А Машин припадок радушия, диссонирующий с отмечаемой годовщиной, все продолжался: «У нас такое печальное событие, Аристарх, подвинься чуть-чуть, – годовщина смерти отца Митричека, да-да, уже год… Мы так рады… Как хорошо, что вы зашли, садитесь, Людочка, пожалуйста. Что вы будете? Малыш, передай вино, пожалуйста, нет, не это, там осталось еще „Божоле“ пятьдесят третьего года, вот-вот, это, передай, пожалуйста. Аристарх, поухаживай, выпейте, Людочка, да-да, молча, не чокаясь». И оживившийся Митричек заботливо командовал: «Лапа, поставь прибор и семгу, семгу положи Людоньке, она любит» – «Сейчас, сейчас, малыш, я все сделаю, не нервничай». Изредка стреляя преданными глазками на Митричека, лукаво посматривая на Машу и не забывая кокетничать с Аристархом, Людочка принялась кушать.

И вот тут я, по-английски, тихо, не прощаясь, а, значит, соблюдая западный колорит этого дома, сбежал из него и больше там никогда не показывался, хоть и был зван не раз. Меня тихо проводила афганская борзая, да и с дверью повезло: была закрыта на один (!) засов изнутри.

Лирическое отступление о розовом фламинго

По дороге домой я думал: стало быть, Маруся живет двумя абсолютно придуманными жизнями. Как у фигуристов (вот видите, меня опять занесло в спорт, но я предупреждал!), первая – обязательная программа – это ее дом, малыш Митричек, их круг знакомых и вторая – произвольная, творцом которой она была сама, интересная, запутанная жизнь, полная романов, экстаза и слез, но тоже вся придуманная. «А есть ли настоящая?» – думал я. И если есть, какая она? И тут я вспомнил, как один знакомый на мой дежурный вопрос: «Как жизнь?» – ответил вдруг горько и зло: «Да ты посмотри вокруг, разве это жизнь?!» Конечно, если бы Маша была выдающейся артисткой и играла бы подряд лучшие роли, то ей и придумывать ничего не надо было бы, она бы всю себя тратила там. А так – разумеется, две придуманные жизни. А какой же еще жизнью вы ей прикажете жить?! Настоящей? Вот той, что за воротами?! А разве она интереснее, лучше, красивее, чище?

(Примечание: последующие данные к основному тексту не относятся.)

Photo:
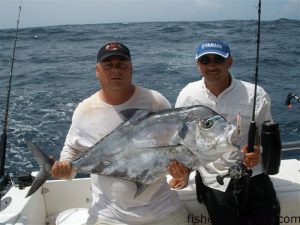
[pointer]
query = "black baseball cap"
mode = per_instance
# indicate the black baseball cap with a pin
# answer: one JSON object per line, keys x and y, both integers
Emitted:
{"x": 113, "y": 49}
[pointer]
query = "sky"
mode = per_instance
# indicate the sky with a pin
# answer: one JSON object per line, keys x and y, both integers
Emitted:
{"x": 36, "y": 13}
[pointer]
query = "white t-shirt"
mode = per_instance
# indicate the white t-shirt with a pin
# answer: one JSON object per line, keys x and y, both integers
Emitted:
{"x": 113, "y": 199}
{"x": 235, "y": 100}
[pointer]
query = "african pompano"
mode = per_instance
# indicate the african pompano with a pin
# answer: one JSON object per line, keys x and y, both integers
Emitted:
{"x": 141, "y": 148}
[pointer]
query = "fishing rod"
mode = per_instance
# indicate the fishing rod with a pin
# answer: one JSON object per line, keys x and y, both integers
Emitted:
{"x": 252, "y": 127}
{"x": 3, "y": 143}
{"x": 270, "y": 134}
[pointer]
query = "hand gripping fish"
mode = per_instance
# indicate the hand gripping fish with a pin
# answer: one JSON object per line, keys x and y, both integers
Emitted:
{"x": 141, "y": 148}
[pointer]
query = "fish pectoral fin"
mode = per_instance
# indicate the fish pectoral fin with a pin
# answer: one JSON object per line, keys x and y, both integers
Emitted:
{"x": 134, "y": 115}
{"x": 140, "y": 188}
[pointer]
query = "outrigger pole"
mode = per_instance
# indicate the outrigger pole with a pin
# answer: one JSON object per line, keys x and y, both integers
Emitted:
{"x": 3, "y": 142}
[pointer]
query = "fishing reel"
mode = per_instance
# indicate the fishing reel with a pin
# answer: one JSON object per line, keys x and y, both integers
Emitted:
{"x": 271, "y": 155}
{"x": 236, "y": 171}
{"x": 289, "y": 99}
{"x": 271, "y": 144}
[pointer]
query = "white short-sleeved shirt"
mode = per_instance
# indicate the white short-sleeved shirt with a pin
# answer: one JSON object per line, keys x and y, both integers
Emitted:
{"x": 235, "y": 100}
{"x": 113, "y": 199}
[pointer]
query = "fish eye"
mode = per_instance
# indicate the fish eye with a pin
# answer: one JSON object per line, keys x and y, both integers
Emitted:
{"x": 207, "y": 124}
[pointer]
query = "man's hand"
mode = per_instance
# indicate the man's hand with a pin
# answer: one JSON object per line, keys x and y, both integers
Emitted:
{"x": 62, "y": 170}
{"x": 180, "y": 174}
{"x": 251, "y": 159}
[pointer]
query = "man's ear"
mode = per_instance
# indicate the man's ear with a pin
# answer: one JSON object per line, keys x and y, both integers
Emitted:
{"x": 97, "y": 70}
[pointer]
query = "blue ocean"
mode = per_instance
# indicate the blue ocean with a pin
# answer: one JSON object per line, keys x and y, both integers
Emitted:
{"x": 54, "y": 70}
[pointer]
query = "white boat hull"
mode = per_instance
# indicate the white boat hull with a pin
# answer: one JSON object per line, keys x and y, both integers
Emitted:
{"x": 57, "y": 196}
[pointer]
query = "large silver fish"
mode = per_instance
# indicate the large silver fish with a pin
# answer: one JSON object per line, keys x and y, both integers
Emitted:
{"x": 141, "y": 148}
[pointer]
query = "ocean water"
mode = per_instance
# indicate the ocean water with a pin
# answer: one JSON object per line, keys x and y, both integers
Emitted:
{"x": 55, "y": 69}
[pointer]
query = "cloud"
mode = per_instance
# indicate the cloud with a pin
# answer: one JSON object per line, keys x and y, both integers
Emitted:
{"x": 208, "y": 4}
{"x": 291, "y": 7}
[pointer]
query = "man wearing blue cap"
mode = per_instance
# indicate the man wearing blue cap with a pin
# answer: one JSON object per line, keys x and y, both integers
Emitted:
{"x": 233, "y": 99}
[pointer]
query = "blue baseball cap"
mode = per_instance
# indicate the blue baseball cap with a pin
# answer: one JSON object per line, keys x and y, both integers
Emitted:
{"x": 213, "y": 47}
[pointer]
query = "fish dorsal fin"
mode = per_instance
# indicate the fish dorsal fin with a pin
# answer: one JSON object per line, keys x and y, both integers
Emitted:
{"x": 140, "y": 188}
{"x": 135, "y": 115}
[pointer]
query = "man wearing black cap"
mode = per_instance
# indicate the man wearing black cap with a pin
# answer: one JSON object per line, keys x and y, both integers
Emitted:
{"x": 236, "y": 201}
{"x": 113, "y": 199}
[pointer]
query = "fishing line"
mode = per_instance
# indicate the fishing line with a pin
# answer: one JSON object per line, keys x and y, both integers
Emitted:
{"x": 5, "y": 119}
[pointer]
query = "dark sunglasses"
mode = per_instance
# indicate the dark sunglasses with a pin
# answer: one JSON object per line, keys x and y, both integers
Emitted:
{"x": 217, "y": 59}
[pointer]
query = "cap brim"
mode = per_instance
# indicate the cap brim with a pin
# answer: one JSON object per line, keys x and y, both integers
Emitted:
{"x": 220, "y": 53}
{"x": 114, "y": 54}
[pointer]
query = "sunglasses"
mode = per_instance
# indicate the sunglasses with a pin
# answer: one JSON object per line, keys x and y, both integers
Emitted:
{"x": 217, "y": 59}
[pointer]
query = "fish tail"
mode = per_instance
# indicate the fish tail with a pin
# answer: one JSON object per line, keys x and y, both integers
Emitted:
{"x": 45, "y": 167}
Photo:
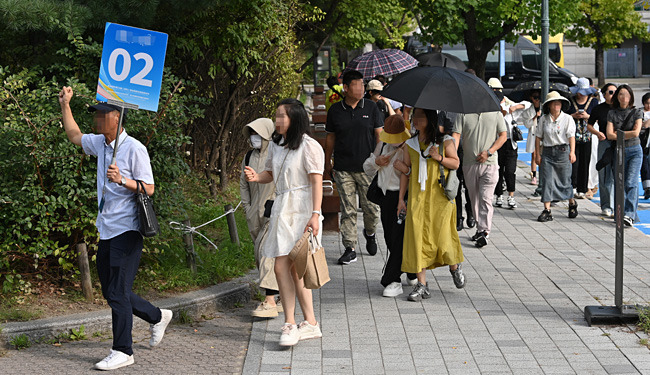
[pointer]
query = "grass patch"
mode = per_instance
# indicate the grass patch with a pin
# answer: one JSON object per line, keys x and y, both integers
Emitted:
{"x": 184, "y": 317}
{"x": 20, "y": 313}
{"x": 163, "y": 267}
{"x": 21, "y": 342}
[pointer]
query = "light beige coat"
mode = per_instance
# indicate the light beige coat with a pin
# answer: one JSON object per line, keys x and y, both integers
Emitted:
{"x": 253, "y": 196}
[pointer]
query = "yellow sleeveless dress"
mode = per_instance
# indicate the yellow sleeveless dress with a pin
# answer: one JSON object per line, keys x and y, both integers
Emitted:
{"x": 430, "y": 235}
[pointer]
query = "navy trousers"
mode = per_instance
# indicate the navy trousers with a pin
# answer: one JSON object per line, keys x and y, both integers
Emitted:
{"x": 117, "y": 263}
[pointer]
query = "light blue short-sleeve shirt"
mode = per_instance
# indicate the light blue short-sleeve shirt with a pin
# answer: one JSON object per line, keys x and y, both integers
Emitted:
{"x": 119, "y": 213}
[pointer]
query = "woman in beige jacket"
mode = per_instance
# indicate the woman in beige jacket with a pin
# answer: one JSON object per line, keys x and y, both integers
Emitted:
{"x": 253, "y": 196}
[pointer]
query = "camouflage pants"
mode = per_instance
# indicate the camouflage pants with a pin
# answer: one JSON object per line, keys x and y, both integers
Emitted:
{"x": 350, "y": 185}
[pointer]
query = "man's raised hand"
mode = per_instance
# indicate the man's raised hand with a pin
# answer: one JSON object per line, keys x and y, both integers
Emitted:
{"x": 65, "y": 95}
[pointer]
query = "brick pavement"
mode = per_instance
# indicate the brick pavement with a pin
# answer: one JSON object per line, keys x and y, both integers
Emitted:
{"x": 214, "y": 346}
{"x": 521, "y": 311}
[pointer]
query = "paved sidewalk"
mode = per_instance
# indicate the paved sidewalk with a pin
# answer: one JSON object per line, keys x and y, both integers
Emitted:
{"x": 521, "y": 311}
{"x": 213, "y": 346}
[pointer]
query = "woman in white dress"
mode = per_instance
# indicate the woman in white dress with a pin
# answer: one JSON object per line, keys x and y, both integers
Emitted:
{"x": 295, "y": 163}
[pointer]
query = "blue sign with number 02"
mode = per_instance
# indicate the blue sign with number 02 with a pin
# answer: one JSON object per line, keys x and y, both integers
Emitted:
{"x": 132, "y": 66}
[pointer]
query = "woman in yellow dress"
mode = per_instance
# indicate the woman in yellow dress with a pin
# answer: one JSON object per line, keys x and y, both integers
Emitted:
{"x": 430, "y": 236}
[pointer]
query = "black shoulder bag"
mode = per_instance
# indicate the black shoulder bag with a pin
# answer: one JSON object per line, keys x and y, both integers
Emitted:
{"x": 148, "y": 222}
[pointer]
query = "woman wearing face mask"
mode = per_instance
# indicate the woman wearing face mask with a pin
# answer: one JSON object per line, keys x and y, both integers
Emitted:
{"x": 624, "y": 116}
{"x": 555, "y": 146}
{"x": 430, "y": 236}
{"x": 295, "y": 165}
{"x": 253, "y": 196}
{"x": 386, "y": 163}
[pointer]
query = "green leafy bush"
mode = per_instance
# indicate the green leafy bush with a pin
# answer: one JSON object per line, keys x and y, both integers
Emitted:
{"x": 48, "y": 199}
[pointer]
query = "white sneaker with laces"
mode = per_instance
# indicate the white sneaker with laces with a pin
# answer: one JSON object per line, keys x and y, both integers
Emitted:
{"x": 393, "y": 289}
{"x": 158, "y": 330}
{"x": 412, "y": 282}
{"x": 308, "y": 331}
{"x": 290, "y": 335}
{"x": 114, "y": 361}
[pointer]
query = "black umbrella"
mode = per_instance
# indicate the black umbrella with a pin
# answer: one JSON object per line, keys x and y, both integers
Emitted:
{"x": 446, "y": 89}
{"x": 441, "y": 59}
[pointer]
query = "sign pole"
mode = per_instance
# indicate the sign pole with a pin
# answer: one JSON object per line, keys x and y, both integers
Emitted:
{"x": 117, "y": 136}
{"x": 619, "y": 313}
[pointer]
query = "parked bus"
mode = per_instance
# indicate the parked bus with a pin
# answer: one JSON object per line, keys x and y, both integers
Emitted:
{"x": 555, "y": 50}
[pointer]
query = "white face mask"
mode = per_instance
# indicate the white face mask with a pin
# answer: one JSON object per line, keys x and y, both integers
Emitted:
{"x": 256, "y": 141}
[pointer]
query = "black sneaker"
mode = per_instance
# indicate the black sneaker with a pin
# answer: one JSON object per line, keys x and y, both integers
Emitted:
{"x": 459, "y": 224}
{"x": 420, "y": 292}
{"x": 458, "y": 276}
{"x": 348, "y": 256}
{"x": 371, "y": 243}
{"x": 573, "y": 210}
{"x": 545, "y": 216}
{"x": 471, "y": 222}
{"x": 482, "y": 240}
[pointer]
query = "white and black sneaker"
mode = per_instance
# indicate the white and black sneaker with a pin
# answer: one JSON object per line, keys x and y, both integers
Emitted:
{"x": 458, "y": 276}
{"x": 482, "y": 239}
{"x": 348, "y": 256}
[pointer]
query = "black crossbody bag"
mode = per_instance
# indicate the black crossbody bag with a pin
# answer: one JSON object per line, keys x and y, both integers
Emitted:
{"x": 148, "y": 222}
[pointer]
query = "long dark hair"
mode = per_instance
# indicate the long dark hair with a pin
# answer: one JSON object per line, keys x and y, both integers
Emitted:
{"x": 432, "y": 132}
{"x": 298, "y": 124}
{"x": 616, "y": 104}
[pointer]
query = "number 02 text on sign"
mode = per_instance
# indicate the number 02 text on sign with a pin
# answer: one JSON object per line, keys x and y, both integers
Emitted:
{"x": 132, "y": 66}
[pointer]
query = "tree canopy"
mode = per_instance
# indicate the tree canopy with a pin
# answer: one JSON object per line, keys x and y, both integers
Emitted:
{"x": 480, "y": 24}
{"x": 604, "y": 24}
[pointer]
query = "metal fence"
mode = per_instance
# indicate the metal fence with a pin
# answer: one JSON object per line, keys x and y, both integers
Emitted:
{"x": 620, "y": 62}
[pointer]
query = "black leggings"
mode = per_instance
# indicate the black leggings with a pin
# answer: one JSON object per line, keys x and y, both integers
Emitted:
{"x": 580, "y": 169}
{"x": 394, "y": 237}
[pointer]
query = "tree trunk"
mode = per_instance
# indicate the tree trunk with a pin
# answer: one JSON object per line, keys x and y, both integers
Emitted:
{"x": 600, "y": 66}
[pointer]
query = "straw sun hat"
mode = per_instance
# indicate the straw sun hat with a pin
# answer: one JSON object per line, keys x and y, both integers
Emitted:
{"x": 394, "y": 130}
{"x": 553, "y": 96}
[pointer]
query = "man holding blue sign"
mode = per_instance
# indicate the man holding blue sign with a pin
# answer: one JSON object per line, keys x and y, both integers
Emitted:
{"x": 120, "y": 242}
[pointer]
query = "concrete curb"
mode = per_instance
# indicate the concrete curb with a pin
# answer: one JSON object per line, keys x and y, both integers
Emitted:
{"x": 193, "y": 304}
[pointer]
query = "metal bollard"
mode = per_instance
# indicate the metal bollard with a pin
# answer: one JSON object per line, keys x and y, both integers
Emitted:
{"x": 232, "y": 225}
{"x": 84, "y": 270}
{"x": 189, "y": 247}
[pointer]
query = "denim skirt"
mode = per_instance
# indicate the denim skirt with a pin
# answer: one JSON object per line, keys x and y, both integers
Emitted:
{"x": 556, "y": 173}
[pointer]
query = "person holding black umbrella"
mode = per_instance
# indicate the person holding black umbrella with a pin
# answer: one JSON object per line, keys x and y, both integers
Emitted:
{"x": 353, "y": 127}
{"x": 430, "y": 236}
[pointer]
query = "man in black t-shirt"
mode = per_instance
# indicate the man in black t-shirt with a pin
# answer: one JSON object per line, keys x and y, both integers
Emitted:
{"x": 605, "y": 175}
{"x": 353, "y": 127}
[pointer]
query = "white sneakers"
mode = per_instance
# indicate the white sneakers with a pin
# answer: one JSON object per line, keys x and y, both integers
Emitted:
{"x": 292, "y": 333}
{"x": 264, "y": 310}
{"x": 158, "y": 330}
{"x": 308, "y": 331}
{"x": 114, "y": 361}
{"x": 393, "y": 289}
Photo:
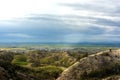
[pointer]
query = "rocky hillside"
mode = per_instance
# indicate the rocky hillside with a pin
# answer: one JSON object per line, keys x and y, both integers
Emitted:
{"x": 101, "y": 66}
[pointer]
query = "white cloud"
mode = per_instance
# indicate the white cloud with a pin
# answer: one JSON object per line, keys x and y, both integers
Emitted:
{"x": 18, "y": 35}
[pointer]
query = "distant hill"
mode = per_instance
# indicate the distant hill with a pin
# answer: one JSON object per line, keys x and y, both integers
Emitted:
{"x": 101, "y": 66}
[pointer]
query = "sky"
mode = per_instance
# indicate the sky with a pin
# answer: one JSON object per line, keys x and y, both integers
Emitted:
{"x": 70, "y": 21}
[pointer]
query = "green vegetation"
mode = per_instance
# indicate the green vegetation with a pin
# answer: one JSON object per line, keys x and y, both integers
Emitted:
{"x": 113, "y": 69}
{"x": 49, "y": 64}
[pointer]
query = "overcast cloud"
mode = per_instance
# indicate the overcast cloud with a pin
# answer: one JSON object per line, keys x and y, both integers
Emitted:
{"x": 60, "y": 20}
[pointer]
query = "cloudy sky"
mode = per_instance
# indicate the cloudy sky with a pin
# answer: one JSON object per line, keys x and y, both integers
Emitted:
{"x": 60, "y": 21}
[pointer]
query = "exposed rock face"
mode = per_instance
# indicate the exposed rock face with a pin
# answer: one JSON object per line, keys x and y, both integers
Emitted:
{"x": 3, "y": 74}
{"x": 91, "y": 63}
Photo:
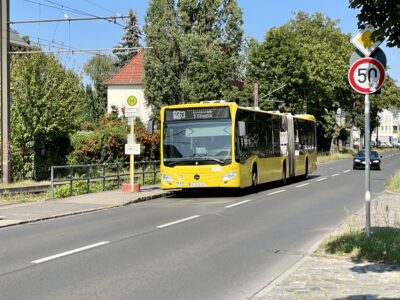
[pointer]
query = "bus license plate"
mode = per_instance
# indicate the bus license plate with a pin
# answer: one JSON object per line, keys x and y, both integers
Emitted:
{"x": 197, "y": 184}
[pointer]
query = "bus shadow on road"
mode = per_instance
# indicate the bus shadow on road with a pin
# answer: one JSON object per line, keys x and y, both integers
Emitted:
{"x": 236, "y": 192}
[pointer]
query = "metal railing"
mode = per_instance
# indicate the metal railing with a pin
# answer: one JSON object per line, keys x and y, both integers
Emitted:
{"x": 113, "y": 174}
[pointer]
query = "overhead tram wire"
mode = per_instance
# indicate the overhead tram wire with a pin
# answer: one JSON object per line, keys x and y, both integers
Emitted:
{"x": 77, "y": 10}
{"x": 129, "y": 49}
{"x": 102, "y": 7}
{"x": 110, "y": 18}
{"x": 72, "y": 10}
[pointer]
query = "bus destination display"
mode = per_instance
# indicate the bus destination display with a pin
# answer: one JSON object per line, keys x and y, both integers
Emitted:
{"x": 197, "y": 114}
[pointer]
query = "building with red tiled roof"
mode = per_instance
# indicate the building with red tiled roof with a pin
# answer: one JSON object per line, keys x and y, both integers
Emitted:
{"x": 126, "y": 84}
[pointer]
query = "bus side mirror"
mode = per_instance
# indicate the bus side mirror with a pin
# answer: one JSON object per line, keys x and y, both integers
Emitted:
{"x": 242, "y": 128}
{"x": 150, "y": 127}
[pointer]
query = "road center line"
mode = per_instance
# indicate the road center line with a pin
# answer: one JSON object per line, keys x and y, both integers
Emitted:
{"x": 273, "y": 193}
{"x": 38, "y": 261}
{"x": 304, "y": 184}
{"x": 178, "y": 221}
{"x": 238, "y": 203}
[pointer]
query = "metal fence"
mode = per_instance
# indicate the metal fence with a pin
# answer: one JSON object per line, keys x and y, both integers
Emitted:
{"x": 102, "y": 176}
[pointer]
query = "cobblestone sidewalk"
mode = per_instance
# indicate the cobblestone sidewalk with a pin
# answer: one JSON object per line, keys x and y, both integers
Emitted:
{"x": 332, "y": 277}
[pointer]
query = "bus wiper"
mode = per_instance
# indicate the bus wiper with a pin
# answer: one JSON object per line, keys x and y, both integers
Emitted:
{"x": 221, "y": 162}
{"x": 177, "y": 162}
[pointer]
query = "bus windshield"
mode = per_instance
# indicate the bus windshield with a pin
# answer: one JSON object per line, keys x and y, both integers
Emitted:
{"x": 197, "y": 142}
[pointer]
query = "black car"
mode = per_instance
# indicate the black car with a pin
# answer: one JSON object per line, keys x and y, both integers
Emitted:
{"x": 359, "y": 160}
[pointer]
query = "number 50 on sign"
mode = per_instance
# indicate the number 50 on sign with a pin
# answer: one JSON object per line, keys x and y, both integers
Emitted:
{"x": 366, "y": 75}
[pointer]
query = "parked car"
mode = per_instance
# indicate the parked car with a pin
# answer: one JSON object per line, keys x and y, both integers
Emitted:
{"x": 359, "y": 160}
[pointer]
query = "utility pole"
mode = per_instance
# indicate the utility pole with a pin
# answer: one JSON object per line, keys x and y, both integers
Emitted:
{"x": 5, "y": 91}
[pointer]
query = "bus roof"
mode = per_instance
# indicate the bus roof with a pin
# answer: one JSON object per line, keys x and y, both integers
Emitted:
{"x": 216, "y": 103}
{"x": 305, "y": 117}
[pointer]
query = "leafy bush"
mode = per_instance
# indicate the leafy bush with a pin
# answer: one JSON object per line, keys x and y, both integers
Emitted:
{"x": 105, "y": 143}
{"x": 382, "y": 246}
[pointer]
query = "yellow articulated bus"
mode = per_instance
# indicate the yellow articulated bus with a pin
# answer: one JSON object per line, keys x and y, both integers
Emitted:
{"x": 219, "y": 144}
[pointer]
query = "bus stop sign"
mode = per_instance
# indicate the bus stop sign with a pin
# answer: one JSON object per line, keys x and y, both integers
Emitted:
{"x": 366, "y": 75}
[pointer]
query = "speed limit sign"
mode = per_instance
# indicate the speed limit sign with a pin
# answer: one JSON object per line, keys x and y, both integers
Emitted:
{"x": 366, "y": 75}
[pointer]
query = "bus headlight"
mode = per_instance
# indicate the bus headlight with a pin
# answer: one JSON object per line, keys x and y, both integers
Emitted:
{"x": 229, "y": 176}
{"x": 166, "y": 178}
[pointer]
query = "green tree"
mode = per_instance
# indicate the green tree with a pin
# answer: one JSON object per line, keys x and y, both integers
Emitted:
{"x": 46, "y": 107}
{"x": 98, "y": 68}
{"x": 302, "y": 67}
{"x": 383, "y": 15}
{"x": 196, "y": 50}
{"x": 130, "y": 39}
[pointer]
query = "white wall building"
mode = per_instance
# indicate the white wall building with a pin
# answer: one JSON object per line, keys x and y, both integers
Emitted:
{"x": 128, "y": 82}
{"x": 387, "y": 131}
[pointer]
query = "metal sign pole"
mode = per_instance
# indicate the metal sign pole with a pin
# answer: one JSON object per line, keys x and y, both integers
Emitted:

Тут я должен принести глубокие и искренние извинения читающим поклонникам «чистого искусства» за следующий политический пассаж, первый и последний в нашей любовной истории. Хотя… Кто знает, последний ли?.. Ведь бывает: не хочешь, не хочешь и вдруг – как захочешь!..

Я напоминаю вам, что речь идет о том самом времени, которое называлось тогда периодом «развитого социализма», а позднее стало именоваться «периодом застоя». Это был мир идеалов. Про все дальние страны, которые теперь усиленно помогают нам выбраться из трясины наших идеалов, тогда говорили: «в мире чистогана». С этаким оттенком снобистской брезгливости со стороны «мира идеалов». Ну, потом с идеалами сами знаете, что произошло, и теперь мы с завистью можем смотреть на мир чистогана из мира грязных денег, денег, которые все время кто-то где-то отмывает. И, поскольку они никак не отмываются, их все время приходится менять на новые. Так что и наш «мир идеалов» был, что называется, не фонтан, да и сейчас не подарок. Поэтому что оставалось делать моей Марусе? Создавать свой. Да, искусственная жизнь и придуманное счастье, но если настоящего-то нет, как же ей быть? Как жалко! Как жаль этих диковинных, красивых птиц с ярким оперением, залетевших по капризу судьбы в это время, на эту землю! Бедные они, бедные, что же им делать?.. Да что, что! – А ничего! Надо жить и все! Вы видели когда-нибудь в Московском зоопарке неправдоподобно красивую птицу с названием «Розовый фламинго»? Я пишу это название с большой буквы, потом поймете – почему. Одно слово «фламинго» чего стоит!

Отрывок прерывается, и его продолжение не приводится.